The Bald Truth
The first time I read the Patrick Kane story, I couldn't believe it. So I surfed the 'Net and found more versions of it. And it still seems too absurd to be true.
For those unfamiliar with the whole shebang: The 20-year-old Blackhawks star - the carefully marketed, baby-faced face of the franchise - supposedly beat the crap out of a Buffalo cabbie over 20 cents.
The CliffsNotes version: He and his cousin, James Kane, allegedly handed the cabbie $15 cash for a $13.80 fare after a night of partying. After the driver gave the Kanes a dollar back but said he didn't have 20 cents in coins, according to the police report, one of the Kanes tore money from the driver's hand and both punched the driver in the face and head.
"They broke my glasses. They ripped my clothes off. All over 20 cents," the cabbie told the Chicago Tribune.

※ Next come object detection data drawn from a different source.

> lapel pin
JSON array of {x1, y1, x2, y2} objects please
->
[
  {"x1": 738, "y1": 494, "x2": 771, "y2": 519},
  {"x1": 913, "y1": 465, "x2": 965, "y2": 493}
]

As I said earlier: Un-freakin'-believable.
But is it? Is it really?
Is there anything that pro athletes - so full of wealth, testosterone, feelings of invincibility and senses of entitlement - are above doing?
Even sweet-looking kids like Patrick Kane, the new EA Sports NHL '10 video game coverboy and a prospective U.S. Olympian?
Hey, I'm not here to convict Patrick Kane. I don't know all the facts. The only people who really know what happened in that cab are the Kanes and the cabbie. Over time, hopefully everything will come to light.
All I know is that the most unbelievable actions involving jocks turn out to be all-too-believable anymore.
I'm determined to keep an open mind. A skeptical and cynical mind, yes, but an open one.
If these charges prove false, I hope Patrick Kane can have some semblance of a normal life and NHL career. If they prove true, however, I hope he rots in jail until he's ready for hockey's Senior Circuit.
The Balder Truth
I'm not supposed to joke about such a serious subject, but ...
I'm so, so, SO tempted to give Patrick Kane a new nickname that's sure to give him street cred:
"20 Cent," of course!
THE BALDEST TRUTH
Every time there's a story about a one-time multimillionaire athlete or rock star or actor going broke, the natural reaction is:
How? I couldn't spend all that money even if I tried!
Well, actually, you could. And these rich and famous people do. All the time.
A three-paragraph item tucked deep inside Sunday's Tribune tells of the real-estate transactions of one Rex Grossman, the QB Chicago fans learned to loathe until he was handed a one-way ticket out of Bear Country.
Seems that Grossman - who already was trying to sell his three-bedroom suburban townhome for $899,000 - now is trying to unload his 3,437-square-foot condo in the new Trump International Hotel & Tower downtown at a substantial loss from the $2.68 million he paid for it less than a year ago.
OK, I understand why Grossman bought the expensive home in the 'burbs. That's where the Bears train and the former No. 1 draft pick figured he'd be the team's starting quarterback for a decade. Plus, he bought it before the market went to crap.
But the Trump place? Really? He thought $2.68 million was a bargain for a condo in a declining market? And he thought buying a second place in Bear Country was a good idea even though the team had lost all faith in him and practically was holding the exit door open for him?
Either he got bad advice, he's really stupid or a little of both.
Maybe Rex has made dozens of great investments and that was just a bad one. Maybe he's got more money than God and would laugh at his name even being mentioned in this blog post.
Still, such silliness is just one of hundreds of examples I can give you illustrating how a millionaire can become a bankrupt ex-millionaire faster than a mediocre QB can get picked off for a TD.